Scoparia semiamplalis is an endemic species present in Flores, Faial, Pico, S. Jorge, Terceira, S. Miguel and Santa Maria islands (Azores, Portugal) (Nuss et al. 1997, Borges et al. 2010). Within these islands it is known from ten Natural Forest Reserves: Caldeiras Funda e Rasa and Morro Alto e Pico da Sé (Flores); Caldeira do Faial (Faial), Topo (S. Jorge), Biscoito da Ferraria and Caldeira Sta. Bárbara e Mistérios Negros (Terceira); Atalhada, Graminhais and Pico da Vara (S. Miguel) and Pico Alto (S.Maria). The extent of occurrence (EOO) is ca 35,500 km² and the maximum estimated area of occupancy (AOO) is 220 km².
Scoparia semiamplalis is a widespread and abundant species in native forest areas. The species presents stable populations.
Scoparia semiamplalis is known in native forests of Flores, Faial, Pico, S. Jorge, Terceira, S. Miguel and Santa Maria islands (Azores). We assume that the larvae are specialist herbivores and adults pollinators. The adult flies from April to October (Nuss et al. 1997), having possibly two or more generations per year. Altitudinal range: 50-900 m.
In the past, the species has probably strongly declined due to changes in habitat size and quality, mostly the creation of pastures (Triantis et al. 2010).
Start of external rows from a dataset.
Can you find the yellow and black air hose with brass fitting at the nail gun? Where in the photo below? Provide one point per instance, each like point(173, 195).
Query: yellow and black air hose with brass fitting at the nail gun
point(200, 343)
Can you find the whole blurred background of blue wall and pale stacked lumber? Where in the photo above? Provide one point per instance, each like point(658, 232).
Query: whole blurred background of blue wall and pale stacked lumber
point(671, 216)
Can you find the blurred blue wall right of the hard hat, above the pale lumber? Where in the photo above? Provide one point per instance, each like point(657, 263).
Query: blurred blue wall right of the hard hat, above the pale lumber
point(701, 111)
Currently invasive plants Pittosporum undulatum and Hedychium gardneranum are changing some of the areas and decreasing the quality of the habitat. These changes are decreasing the relative cover of endemic plants and changing the soil cover (decreasing the cover of bryophytes and ferns). Based on Ferreira et al. (2016) the habitat will further decline as a consequence of climate change (increasing number of droughts and habitat shifting & alteration).
The species is not protected by regional law. Its habitat is in regionally protected areas (Natural Parks of Faial, Flores, Pico, S. Jorge, Terceira, São Miguel and Sta. Maria). Degraded habitats should be restored and a strategy needs to be developed to address the future threat by climate change. It is necessary a monitoring plan for the invertebrate community in the habitat in order to contribute to the conservation of this species. A habitat management plan is needed and anticipated to be developed during the coming years. Monitoring every ten years using the BALA protocol will inform about habitat quality (see e.g. Gaspar et al. 2010).